Hair Transplant FUE:

  • Procedure (2,500-3,500 grafts): £5,000-£8,000

  • Possible touch-up session: £2,000-£3,000

  • Total 5-year investment: £7,000-£11,000

Winner: PRP is substantially more affordable, though transplant is one-time investment

Recovery and Downtime

PRP:

  • Immediate return to normal activities

  • Mild scalp tenderness for 24-48 hours

  • No visible signs of treatment

  • No recovery period required

  • Can exercise normally within 48 hours

Hair Transplant:

  • 7-14 days significant downtime

  • Visible scabbing/redness for 2-3 weeks

  • Sleep position restrictions for 1 week

  • Exercise restrictions for 3-4 weeks

  • Potential for visible scarring (though minimal with FUE)

Winner: PRP dramatically easier recovery

Pain and Discomfort

PRP:

  • Topical numbing cream applied before treatment

  • Minor pinprick sensations during injection

  • Mild soreness for 24-48 hours post-treatment

  • Patients rate pain 3-4 out of 10

Hair Transplant:

  • Local anaesthetic injections (the most uncomfortable part)

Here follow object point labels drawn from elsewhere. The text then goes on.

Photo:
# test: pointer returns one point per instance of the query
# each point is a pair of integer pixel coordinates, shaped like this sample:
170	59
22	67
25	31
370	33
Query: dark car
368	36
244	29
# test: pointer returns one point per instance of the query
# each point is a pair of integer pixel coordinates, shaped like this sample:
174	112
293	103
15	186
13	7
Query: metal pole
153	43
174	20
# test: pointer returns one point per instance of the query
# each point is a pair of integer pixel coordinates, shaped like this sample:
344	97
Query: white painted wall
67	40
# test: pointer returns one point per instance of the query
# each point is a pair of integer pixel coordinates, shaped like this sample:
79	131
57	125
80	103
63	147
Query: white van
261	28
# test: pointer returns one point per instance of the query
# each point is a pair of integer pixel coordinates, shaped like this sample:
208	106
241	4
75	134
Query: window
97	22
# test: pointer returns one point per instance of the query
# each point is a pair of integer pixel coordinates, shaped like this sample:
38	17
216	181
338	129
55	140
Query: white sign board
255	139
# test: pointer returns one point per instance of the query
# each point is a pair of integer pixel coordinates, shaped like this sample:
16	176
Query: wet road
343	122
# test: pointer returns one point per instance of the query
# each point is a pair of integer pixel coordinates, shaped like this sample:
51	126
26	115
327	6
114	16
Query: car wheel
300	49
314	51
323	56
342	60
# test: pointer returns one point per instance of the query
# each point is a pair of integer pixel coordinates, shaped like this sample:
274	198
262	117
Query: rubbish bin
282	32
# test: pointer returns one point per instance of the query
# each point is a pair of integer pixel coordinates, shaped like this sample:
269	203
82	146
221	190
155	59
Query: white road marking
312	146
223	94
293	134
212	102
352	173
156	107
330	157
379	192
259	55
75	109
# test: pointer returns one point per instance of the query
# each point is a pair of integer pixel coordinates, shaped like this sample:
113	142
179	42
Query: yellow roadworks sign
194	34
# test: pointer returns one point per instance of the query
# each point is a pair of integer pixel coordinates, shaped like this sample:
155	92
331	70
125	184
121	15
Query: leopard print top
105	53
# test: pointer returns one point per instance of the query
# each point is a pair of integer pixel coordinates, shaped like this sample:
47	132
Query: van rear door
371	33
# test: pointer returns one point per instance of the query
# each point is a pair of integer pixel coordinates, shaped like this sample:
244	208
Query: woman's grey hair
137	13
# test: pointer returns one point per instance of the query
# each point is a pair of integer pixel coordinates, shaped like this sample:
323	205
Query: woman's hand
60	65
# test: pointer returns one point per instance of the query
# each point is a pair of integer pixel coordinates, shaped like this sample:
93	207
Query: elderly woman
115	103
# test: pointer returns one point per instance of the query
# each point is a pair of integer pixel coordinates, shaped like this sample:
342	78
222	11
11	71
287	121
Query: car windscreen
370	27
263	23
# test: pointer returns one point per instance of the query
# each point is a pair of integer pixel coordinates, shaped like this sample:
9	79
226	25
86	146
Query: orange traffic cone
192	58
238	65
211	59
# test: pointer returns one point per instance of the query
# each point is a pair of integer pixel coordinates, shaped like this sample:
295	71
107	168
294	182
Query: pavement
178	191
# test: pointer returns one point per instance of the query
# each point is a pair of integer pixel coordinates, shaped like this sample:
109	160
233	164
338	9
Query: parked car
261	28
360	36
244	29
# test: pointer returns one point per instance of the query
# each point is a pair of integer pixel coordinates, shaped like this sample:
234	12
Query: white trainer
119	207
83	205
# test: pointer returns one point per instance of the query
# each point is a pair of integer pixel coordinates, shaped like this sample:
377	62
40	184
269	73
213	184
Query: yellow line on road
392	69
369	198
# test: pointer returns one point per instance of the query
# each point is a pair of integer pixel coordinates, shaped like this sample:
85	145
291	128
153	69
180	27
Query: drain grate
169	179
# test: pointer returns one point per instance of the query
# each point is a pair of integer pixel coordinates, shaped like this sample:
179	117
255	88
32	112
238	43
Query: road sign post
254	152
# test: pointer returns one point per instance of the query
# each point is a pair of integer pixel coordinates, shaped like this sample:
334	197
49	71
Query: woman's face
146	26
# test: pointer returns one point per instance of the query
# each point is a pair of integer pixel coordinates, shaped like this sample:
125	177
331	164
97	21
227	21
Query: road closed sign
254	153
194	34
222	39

  • Procedure itself is painless once numb

  • Post-operative discomfort for several days

  • Potential donor area tightness for weeks

  • Patients rate pain 5-6 out of 10 post-operatively

Winner: PRP significantly more comfortable

Natural-Looking Results

PRP:

  • Stimulates your own follicles to produce your own hair

  • Growth pattern is completely natural

  • No risk of unnatural hairline or "pluggy" appearance

  • Progressive improvement looks natural to everyone

Hair Transplant:

  • Results depend heavily on surgeon skill

  • Excellent surgeon creates imperceptible, natural results

  • Poor surgeon creates obvious, unnatural appearance

  • Hairline design is critical—permanent once done

Winner: Both can look completely natural with proper execution

Suitability for Different Ages

PRP:

  • Excellent for younger patients (20s-30s) with early loss

  • Prevents progression during prime years

  • Non-invasive approach suitable for those not ready for surgery

  • Can always proceed to transplant later if needed

Hair Transplant:

  • Generally recommended for patients 30+ with stable loss pattern

  • Younger patients risk needing additional procedures as loss progresses

  • Requires adequate donor hair (which younger patients have)

  • One-time investment appeals to older patients

Winner: PRP for younger patients; transplant for established loss patterns

The Combined Approach (Best of Both Worlds)

Here's what many patients don't realise: PRP and transplant aren't mutually exclusive. They're often complementary.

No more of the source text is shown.